Why would you not use a DNA microarray for this experiment? We are interested in relatively few genes in this instance, and it would not be cost effective to set up a microarray when you are only concerned about the expression of three genes. In addition, DNA microarrays are most useful for comparing two things (because two dye colors are typically used to label cDNA, see below); in this case we might need to compare results from several different developmental time-points.

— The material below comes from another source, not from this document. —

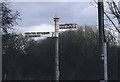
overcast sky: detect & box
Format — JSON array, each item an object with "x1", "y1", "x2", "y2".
[{"x1": 10, "y1": 2, "x2": 97, "y2": 32}]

B. This would be a good candidate for the use of a DNA microarray. Rather than comparing cDNA from two different organisms, you would compare cDNA from two distinct time points in development (in a larval stage and in an adult fly). To do this, you would isolate RNA from a larva and an adult fly, "fish" out the mRNA using a poly-T system, and use reverse transcriptase to create labeled cDNA (using a general, oligo-dT primer this time). Remember that we make labeled cDNA by including fluorescent nucleotides in our mix, and that we are not using dideoxynucleotides like we did in sequencing reactions. (Those ddNTPs were made without a 3' –OH group, so the growing nucleotide chains got terminated once a labeled ddNTP was added.) One of our samples (from the larva) would be labeled with one color fluorescent label (red or green), and the other sample (from the adult fly) would be labeled with the other color label. We would mix the cDNAs together, and incubate them (at room temperature, not at an elevated temperature) on a DNA microarray which contains single-stranded DNA from the coding strand of all the genes (exons only, no introns) from Drosophila. Remember that each dot on the microarray contains a different gene. We would wash the unbound cDNA off the microarray, and then view the microarray with a red laser and a green laser. One of our samples would produce green fluorescence if its cDNA bound to the spots, and the other sample would produce red fluorescence. Once our computer had interpreted the red results and the green results, it would produce one image with red, green, and yellow dots—the yellow color is the result of the computer finding both red and green signal on a spot. Yellow dots indicate that the gene is being expressed in both the larva and the adult.

Assessment


We assess this activity in class as the students work, but it is not graded. Ungraded problems emphasize formative assessment instead of evaluation (Hanson, 2004). The focus shifts, at least somewhat, from writing down the correct answer for a grade. Students are not punished for making mistakes and may be able to learn from them before the exam. Faculty check in with each student group to make sure they are understanding the problem, explicitly remind the students to think about what they've already learned (e.g. What techniques have we talked about in class which might be relevant here?), and may ask one group to summarize their experimental approach for the rest of the class.